Historically, Castor Gardens was primarily white, middle class Jewish community, but starting the past decade, the area has experienced significant change with the integration of Koreans, Cambodians, Hispanics, Arabs, African Americans, Chinese, Indians, and Brazilians.

==Government==

Political leaders of note who were residents of Castor Gardens at one time include former Councilman-at-Large Jack Kelly, former Congressman Charles F. Dougherty, the late Congressman Joshua Eilberg, and the late leader of the Northeast Mental Health and Mental Retardation Center Anthony Iannerelli. Philadelphia Controller Alan Butkovitz currently resides there with his wife Theresa. Notable Republican William G. Baumbach III and also Mark Cohen had long resided there.
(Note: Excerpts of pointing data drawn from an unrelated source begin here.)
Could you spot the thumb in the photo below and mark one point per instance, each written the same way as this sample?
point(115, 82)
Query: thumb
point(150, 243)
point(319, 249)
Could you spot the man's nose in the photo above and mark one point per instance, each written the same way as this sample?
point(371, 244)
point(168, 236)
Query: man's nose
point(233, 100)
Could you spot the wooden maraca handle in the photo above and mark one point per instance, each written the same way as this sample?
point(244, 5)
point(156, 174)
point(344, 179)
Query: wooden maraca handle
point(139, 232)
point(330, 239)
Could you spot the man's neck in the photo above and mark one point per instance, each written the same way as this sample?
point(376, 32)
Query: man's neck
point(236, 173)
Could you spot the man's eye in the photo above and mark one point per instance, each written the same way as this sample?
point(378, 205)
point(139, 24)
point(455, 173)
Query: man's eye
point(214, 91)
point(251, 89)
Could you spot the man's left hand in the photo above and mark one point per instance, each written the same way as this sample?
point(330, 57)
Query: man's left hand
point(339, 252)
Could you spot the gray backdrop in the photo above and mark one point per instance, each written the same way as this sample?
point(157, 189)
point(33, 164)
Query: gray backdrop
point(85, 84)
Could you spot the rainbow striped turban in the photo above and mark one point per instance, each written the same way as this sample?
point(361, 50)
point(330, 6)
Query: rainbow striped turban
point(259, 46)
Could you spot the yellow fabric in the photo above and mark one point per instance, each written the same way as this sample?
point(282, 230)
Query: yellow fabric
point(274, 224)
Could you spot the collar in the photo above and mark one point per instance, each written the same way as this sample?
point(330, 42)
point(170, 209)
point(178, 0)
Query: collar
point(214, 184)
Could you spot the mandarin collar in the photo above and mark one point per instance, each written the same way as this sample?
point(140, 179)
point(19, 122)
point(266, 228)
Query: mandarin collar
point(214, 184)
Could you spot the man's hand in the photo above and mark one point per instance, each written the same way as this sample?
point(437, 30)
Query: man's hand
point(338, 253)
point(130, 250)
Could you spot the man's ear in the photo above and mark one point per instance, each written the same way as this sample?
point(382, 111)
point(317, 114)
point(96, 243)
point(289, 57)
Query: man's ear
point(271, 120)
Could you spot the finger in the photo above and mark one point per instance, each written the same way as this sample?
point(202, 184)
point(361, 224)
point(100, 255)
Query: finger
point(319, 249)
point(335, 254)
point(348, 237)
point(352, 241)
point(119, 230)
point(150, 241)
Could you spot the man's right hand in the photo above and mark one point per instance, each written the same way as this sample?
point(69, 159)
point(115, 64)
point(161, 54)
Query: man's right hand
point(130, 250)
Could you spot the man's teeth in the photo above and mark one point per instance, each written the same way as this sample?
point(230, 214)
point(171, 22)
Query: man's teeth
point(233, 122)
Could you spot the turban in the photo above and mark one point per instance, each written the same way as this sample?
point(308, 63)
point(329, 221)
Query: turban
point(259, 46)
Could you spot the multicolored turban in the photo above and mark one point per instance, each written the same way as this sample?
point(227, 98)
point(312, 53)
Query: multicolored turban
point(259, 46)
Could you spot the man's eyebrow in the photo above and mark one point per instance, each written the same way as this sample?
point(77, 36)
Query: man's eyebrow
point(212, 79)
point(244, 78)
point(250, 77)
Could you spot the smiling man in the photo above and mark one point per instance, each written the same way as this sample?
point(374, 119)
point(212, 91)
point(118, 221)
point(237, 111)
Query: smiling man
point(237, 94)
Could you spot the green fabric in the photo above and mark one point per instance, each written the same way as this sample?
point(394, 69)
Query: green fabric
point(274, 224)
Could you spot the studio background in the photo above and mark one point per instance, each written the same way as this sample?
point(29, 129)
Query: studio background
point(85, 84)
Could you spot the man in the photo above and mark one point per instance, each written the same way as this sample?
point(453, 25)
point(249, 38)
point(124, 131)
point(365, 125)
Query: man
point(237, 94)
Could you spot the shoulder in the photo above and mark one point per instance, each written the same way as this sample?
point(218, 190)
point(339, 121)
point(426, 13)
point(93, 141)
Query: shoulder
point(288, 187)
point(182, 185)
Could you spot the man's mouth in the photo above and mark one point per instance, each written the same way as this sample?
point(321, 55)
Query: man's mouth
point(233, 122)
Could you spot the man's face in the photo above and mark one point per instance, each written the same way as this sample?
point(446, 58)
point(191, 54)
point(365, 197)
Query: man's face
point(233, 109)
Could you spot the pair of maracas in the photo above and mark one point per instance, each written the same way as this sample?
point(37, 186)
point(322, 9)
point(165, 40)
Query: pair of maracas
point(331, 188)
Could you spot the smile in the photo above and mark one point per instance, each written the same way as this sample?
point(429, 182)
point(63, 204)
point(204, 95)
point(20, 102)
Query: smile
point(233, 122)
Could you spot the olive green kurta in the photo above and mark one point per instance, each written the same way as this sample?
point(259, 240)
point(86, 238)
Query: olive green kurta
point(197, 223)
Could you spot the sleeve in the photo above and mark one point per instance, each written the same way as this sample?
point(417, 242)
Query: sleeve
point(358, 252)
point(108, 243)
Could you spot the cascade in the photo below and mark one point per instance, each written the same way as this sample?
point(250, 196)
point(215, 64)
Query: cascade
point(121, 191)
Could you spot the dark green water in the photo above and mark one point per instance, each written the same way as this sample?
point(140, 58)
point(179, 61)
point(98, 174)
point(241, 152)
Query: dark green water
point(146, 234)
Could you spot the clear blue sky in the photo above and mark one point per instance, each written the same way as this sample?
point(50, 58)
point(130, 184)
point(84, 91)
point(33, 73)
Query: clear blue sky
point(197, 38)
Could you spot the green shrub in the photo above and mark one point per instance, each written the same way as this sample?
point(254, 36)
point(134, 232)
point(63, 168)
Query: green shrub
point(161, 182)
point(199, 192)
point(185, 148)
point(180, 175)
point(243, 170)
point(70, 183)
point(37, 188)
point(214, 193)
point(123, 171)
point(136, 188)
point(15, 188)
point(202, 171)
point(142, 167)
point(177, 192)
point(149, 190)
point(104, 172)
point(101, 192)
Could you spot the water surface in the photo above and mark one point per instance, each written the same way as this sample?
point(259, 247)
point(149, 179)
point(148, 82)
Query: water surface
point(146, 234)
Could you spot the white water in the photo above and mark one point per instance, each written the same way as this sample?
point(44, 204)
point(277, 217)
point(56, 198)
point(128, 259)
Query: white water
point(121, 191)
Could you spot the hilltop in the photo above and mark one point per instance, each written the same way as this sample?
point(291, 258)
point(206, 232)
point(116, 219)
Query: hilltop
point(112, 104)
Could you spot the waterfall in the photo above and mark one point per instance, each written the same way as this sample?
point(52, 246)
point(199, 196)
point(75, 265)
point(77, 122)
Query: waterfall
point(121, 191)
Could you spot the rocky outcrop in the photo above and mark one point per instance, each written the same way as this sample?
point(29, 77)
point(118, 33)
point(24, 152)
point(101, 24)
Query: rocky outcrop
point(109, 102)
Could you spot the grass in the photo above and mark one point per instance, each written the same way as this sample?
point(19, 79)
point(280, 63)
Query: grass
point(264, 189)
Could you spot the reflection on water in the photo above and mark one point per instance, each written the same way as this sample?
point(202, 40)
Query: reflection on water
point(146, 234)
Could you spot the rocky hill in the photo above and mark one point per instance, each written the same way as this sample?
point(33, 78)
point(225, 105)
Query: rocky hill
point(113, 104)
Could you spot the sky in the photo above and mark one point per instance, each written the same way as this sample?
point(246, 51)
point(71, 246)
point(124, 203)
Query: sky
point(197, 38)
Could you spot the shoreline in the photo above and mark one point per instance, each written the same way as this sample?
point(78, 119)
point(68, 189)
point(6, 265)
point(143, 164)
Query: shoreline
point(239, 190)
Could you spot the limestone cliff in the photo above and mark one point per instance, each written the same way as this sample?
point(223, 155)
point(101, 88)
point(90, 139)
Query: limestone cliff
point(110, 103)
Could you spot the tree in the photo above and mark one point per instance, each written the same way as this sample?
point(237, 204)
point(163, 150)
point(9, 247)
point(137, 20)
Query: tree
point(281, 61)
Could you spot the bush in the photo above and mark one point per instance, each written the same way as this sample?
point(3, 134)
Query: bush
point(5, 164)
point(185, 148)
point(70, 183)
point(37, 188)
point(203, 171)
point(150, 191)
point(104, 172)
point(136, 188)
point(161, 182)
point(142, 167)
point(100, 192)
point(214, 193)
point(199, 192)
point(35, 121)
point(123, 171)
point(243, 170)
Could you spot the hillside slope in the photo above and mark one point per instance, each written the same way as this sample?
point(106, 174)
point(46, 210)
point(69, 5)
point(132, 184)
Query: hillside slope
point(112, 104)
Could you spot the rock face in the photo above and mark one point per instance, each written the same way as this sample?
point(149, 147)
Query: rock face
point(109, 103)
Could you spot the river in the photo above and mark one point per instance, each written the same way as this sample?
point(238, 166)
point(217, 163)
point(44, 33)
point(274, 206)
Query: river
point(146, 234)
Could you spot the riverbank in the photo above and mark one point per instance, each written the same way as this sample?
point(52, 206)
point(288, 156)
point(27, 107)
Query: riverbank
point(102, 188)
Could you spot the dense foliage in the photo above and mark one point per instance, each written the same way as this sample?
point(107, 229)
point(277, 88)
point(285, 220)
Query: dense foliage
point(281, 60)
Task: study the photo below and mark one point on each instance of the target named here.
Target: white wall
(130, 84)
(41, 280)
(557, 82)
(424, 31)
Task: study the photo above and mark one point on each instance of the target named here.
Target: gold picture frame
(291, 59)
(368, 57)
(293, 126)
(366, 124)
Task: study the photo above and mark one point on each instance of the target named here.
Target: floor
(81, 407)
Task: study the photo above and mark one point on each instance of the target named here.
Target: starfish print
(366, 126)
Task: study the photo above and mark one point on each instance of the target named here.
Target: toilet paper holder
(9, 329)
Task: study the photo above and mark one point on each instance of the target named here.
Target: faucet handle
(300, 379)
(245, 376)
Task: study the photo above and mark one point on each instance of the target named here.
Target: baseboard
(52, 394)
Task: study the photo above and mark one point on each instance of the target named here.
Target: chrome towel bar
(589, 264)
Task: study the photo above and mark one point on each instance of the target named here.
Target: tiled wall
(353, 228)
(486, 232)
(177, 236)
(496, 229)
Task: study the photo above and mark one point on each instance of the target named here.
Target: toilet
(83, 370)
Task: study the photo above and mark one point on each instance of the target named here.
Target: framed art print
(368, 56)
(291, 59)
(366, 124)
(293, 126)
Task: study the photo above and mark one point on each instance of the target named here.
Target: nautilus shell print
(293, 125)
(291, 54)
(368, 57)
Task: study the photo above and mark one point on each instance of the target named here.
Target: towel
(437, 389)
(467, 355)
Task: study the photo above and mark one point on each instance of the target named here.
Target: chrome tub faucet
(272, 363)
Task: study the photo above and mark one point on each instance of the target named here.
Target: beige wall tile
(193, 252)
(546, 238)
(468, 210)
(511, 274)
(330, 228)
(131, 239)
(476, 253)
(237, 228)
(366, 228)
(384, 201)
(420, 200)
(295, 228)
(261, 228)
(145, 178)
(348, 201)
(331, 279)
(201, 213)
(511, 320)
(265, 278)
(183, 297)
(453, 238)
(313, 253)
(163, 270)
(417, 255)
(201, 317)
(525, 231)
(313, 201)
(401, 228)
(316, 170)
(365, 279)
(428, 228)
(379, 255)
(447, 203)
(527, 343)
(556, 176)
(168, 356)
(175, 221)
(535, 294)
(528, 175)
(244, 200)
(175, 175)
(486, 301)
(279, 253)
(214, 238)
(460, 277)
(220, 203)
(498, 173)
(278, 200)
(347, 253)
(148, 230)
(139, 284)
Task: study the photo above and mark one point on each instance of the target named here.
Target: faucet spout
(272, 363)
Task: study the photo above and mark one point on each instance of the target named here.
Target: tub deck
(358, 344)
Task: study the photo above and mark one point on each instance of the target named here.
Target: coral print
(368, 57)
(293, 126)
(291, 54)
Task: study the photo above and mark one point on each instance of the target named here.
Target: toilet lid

A Democratic stronghold, the area is split into many political districts. It is currently represented in the United States House of Representatives by Brendan Boyle, in the Pennsylvania State Senate by Christine Tartaglione, and in the Pennsylvania House of Representatives by Jared Solomon. The Ninth District seat on the City Council (which includes this area) is presently vacant.

==Education==
Castor Gardens Middle School, 1800 Cottman Avenue, is in Castor Gardens.

===Public libraries===
Free Library of Philadelphia operates the Bushrod Branch at 6304 Castor Avenue at Stirling Street.

The Northeast Regional Library, also part of the Free Library of Philadelphia, is the largest and most well known library in Castor Gardens and is located at 2228 Cottman Ave at Oakland Street.